Predicting the next outbreak – in your neighbourhood
As a postdoctoral data science researcher at Amsterdam UMC, Bjorn van der Ster presented ‘Visualising and predicting a new disease in the community; a case of reusing public data and COVID-19’.
Before the coronavirus arrived in the Netherlands, Van der Ster had collaborated in developing a model to predict influenza outbreaks and peak admissions at a local level – “to help improve planning, optimise resource allocation, and improve patient and hospital staff experience.”
The pivot to confronting COVID-19 was an easy choice to make. Bringing in a variety of data, from weather conditions to the latest patient intake numbers, the first version can now be found at www.windfall.ai. It can already predict new COVID-19 cases, as well as hospital admission and death rates, for the coming four days in very localised areas.
While the data streams have slowed in the Netherlands with the drop of coronavirus cases, Van der Ster is looking ahead to a potential second wave. By applying more public data, such as traffic and socio-economic conditions, he hopes to extend the range and precision of the model’s predictive powers.
“We are also talking to the Maltese and UK governments who are looking at using a similar approach,” says Van der Ster. “Actually, anyone can have access to our data and models. Just ask.”
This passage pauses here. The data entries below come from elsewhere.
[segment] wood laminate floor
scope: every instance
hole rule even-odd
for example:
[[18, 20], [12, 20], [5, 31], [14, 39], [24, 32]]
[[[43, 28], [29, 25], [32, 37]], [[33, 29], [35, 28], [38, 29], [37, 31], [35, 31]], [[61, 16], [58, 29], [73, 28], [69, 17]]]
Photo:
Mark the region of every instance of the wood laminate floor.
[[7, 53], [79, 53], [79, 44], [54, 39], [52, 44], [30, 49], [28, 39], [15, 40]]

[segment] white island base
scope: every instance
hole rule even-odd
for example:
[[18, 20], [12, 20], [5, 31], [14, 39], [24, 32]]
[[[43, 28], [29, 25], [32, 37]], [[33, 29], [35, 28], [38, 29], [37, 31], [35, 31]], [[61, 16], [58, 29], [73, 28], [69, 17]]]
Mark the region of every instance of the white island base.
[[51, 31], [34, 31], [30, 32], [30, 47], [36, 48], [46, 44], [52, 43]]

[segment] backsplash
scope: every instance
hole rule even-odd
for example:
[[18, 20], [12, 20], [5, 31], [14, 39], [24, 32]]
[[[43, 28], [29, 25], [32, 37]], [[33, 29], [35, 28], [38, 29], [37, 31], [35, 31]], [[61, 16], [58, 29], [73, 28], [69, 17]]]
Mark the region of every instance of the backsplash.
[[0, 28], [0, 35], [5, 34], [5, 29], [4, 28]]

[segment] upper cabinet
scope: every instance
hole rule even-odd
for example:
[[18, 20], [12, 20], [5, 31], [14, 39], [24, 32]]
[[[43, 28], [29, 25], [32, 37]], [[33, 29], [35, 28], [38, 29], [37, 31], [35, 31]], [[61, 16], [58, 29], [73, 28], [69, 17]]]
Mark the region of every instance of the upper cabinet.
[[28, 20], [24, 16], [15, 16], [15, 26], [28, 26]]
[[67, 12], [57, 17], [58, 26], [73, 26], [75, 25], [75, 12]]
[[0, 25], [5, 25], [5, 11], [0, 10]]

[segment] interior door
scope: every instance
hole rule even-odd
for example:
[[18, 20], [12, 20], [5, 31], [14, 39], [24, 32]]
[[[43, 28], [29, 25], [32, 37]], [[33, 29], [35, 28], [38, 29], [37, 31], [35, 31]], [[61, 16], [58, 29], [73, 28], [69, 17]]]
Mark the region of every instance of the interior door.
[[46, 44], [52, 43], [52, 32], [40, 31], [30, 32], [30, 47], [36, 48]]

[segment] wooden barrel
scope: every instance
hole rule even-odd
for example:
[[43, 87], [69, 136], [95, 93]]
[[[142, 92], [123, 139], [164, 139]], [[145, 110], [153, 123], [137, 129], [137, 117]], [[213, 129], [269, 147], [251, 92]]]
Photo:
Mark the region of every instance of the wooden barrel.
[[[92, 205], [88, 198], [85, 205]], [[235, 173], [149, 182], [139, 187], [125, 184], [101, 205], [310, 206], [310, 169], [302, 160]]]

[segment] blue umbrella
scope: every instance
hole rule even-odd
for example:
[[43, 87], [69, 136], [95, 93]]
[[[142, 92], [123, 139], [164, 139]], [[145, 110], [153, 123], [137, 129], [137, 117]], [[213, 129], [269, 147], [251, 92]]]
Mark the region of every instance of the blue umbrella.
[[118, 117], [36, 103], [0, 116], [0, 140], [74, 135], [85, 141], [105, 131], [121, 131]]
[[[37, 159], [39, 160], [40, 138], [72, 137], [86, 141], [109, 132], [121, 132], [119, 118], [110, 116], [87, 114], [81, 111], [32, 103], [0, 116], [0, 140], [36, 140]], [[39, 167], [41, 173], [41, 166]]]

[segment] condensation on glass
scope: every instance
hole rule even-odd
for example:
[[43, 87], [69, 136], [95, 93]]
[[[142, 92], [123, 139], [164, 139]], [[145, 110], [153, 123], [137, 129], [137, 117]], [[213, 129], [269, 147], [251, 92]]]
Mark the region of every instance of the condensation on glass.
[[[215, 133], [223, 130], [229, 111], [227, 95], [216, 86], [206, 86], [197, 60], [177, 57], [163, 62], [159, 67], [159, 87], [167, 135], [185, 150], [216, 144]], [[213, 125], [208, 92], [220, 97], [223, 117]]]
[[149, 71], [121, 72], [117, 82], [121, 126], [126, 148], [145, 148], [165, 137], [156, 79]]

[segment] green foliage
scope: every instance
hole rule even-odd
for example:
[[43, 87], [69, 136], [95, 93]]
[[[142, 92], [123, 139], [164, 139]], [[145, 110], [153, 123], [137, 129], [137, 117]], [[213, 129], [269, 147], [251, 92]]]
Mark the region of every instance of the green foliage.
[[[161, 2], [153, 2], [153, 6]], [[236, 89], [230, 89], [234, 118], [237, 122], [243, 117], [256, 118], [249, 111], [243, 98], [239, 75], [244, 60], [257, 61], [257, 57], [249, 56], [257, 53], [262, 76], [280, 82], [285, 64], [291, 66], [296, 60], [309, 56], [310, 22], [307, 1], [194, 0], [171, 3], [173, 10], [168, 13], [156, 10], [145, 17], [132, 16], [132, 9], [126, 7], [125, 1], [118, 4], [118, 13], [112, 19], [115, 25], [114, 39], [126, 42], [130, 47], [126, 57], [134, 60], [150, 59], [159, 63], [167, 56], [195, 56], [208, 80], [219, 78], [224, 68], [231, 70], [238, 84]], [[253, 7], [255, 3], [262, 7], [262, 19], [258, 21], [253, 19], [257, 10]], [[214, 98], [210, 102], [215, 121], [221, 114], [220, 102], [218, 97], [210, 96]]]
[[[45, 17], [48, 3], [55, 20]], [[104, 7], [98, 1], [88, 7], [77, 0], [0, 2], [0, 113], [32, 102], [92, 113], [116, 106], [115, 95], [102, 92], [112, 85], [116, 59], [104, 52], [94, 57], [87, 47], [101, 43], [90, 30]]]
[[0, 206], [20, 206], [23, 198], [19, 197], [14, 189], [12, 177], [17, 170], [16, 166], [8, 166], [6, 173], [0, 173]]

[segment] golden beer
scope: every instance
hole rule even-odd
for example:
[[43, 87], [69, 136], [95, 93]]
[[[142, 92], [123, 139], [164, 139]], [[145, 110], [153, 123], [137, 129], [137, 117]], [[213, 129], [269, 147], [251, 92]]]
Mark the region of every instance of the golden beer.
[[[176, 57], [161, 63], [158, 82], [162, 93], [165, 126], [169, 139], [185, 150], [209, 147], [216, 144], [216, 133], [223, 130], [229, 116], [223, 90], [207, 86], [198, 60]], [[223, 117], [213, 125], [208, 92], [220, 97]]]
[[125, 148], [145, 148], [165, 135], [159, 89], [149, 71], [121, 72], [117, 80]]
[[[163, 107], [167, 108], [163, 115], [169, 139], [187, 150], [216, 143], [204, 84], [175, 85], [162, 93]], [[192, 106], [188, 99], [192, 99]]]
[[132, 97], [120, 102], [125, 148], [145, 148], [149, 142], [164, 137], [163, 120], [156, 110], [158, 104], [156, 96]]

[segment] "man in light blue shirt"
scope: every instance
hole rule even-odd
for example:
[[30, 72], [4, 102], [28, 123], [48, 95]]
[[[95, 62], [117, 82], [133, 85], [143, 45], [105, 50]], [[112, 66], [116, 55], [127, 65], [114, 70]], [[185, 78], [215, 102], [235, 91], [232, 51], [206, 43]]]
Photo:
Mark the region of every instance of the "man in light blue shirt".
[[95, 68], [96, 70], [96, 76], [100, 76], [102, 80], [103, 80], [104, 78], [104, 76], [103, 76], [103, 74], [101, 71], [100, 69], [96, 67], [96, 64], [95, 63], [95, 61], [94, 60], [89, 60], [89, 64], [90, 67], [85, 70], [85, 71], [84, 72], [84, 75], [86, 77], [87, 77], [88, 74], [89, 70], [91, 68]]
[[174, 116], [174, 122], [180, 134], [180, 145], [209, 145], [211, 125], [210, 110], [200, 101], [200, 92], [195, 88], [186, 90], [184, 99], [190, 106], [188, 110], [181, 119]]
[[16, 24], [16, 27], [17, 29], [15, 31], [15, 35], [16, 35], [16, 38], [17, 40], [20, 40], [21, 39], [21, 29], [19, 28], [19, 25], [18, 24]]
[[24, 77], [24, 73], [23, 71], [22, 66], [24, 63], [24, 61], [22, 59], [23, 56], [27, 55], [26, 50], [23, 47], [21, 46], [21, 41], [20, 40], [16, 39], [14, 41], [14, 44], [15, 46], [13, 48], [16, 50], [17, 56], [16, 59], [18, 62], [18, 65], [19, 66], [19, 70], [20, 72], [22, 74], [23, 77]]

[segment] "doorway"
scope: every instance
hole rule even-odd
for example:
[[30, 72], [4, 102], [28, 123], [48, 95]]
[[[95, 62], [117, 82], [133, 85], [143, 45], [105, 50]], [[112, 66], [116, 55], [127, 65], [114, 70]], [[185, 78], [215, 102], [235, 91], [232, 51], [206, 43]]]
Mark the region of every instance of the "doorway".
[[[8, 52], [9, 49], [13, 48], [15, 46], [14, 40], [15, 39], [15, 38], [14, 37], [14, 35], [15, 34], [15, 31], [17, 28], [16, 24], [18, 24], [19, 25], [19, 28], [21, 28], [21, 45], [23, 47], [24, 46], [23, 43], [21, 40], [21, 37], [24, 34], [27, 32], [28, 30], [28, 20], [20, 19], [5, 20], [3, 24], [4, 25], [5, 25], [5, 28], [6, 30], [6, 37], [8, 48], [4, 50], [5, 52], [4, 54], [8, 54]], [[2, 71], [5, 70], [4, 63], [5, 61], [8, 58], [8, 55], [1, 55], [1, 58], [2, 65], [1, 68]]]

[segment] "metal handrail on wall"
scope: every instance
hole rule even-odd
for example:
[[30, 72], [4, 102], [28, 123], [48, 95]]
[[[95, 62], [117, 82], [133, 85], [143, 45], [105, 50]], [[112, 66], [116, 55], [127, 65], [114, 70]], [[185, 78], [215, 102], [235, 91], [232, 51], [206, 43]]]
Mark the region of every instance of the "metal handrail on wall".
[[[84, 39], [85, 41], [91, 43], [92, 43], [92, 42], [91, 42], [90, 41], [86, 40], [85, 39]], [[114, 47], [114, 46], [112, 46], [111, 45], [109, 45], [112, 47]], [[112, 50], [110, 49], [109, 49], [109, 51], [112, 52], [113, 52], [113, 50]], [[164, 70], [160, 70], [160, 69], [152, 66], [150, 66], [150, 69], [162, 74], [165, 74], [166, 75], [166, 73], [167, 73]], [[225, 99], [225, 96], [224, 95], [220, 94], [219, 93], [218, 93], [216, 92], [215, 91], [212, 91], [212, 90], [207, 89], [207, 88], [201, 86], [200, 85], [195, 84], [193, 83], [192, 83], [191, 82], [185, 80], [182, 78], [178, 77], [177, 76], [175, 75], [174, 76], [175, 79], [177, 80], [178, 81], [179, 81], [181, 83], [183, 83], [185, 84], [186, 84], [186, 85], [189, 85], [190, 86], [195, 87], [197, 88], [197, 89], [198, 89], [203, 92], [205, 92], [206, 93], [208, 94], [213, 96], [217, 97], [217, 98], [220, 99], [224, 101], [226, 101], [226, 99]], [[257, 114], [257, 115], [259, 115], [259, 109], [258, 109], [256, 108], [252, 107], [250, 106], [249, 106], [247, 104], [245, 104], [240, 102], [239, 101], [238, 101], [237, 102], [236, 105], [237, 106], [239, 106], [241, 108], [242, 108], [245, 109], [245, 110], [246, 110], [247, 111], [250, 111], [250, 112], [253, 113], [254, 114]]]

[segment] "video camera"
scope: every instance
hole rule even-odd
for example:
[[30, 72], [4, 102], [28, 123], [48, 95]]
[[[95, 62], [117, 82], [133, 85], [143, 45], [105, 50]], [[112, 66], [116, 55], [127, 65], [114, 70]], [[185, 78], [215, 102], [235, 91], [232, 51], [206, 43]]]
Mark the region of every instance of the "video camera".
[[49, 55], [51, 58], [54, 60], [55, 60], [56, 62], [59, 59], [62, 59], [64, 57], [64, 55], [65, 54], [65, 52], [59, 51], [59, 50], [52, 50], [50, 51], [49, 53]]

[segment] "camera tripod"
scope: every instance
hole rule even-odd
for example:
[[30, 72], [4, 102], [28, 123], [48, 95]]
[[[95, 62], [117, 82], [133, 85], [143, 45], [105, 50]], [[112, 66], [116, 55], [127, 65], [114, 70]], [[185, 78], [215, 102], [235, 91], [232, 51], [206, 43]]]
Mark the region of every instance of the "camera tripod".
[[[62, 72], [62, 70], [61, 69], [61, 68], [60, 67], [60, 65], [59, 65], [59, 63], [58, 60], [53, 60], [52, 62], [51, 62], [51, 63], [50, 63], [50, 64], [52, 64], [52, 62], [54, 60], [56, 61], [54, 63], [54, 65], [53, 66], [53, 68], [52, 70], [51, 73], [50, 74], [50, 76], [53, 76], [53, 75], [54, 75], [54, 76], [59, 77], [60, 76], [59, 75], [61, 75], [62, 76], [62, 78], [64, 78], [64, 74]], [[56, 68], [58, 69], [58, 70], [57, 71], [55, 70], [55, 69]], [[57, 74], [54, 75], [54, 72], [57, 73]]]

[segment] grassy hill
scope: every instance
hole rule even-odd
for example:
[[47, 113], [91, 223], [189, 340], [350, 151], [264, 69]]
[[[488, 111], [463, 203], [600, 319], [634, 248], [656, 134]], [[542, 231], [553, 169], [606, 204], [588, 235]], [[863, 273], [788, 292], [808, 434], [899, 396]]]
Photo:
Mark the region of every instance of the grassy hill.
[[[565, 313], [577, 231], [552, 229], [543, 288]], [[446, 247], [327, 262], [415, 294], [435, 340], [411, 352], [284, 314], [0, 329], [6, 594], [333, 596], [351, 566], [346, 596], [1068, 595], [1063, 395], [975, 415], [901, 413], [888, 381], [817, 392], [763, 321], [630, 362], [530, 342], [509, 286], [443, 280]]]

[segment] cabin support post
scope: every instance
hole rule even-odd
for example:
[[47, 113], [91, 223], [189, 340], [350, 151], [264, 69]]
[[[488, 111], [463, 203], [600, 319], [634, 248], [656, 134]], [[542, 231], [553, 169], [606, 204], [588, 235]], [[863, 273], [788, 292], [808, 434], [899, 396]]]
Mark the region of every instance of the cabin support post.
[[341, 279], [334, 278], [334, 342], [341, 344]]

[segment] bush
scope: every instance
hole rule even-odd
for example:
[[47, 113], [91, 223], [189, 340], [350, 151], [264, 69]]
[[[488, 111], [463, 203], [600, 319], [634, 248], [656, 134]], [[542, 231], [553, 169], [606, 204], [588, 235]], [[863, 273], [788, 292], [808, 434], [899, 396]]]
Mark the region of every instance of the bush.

The ultimate trade-off: health vs economic growth
Much of the same crowd reconvened at 4 pm to tune to the USA for a talk by Professor Kent Smetters and senior analyst Alex Arnon from the University of Pennsylvania’s Wharton School. They presented their work on the Penn-Wharton Budget Model – a model that simulates and predicts the effect of business re-openings on health and economic variables.
Their project also involves multiple data streams. “While we come from an economic background, the models are largely the same,” says Smetters. “So that’s why you are seeing a lot of economic data scientists switching over to do more medical work in the face of the coronavirus.”
Both scientists downplayed the effects of government policies on spreading: “It really comes down to how people are actually behaving. Are they keeping social distance or not? Are they wearing masks? Are they meeting indoors or outdoors?” says Smetters.
Currently, the model predicts more than 200,000 deaths by August 2020. If social distancing measures are reduced, the death toll will be 50,000 higher – but there will be 4.3 million more jobs. Various US states are already using the model to decide on the trade-offs they want to make when coming out of lockdown.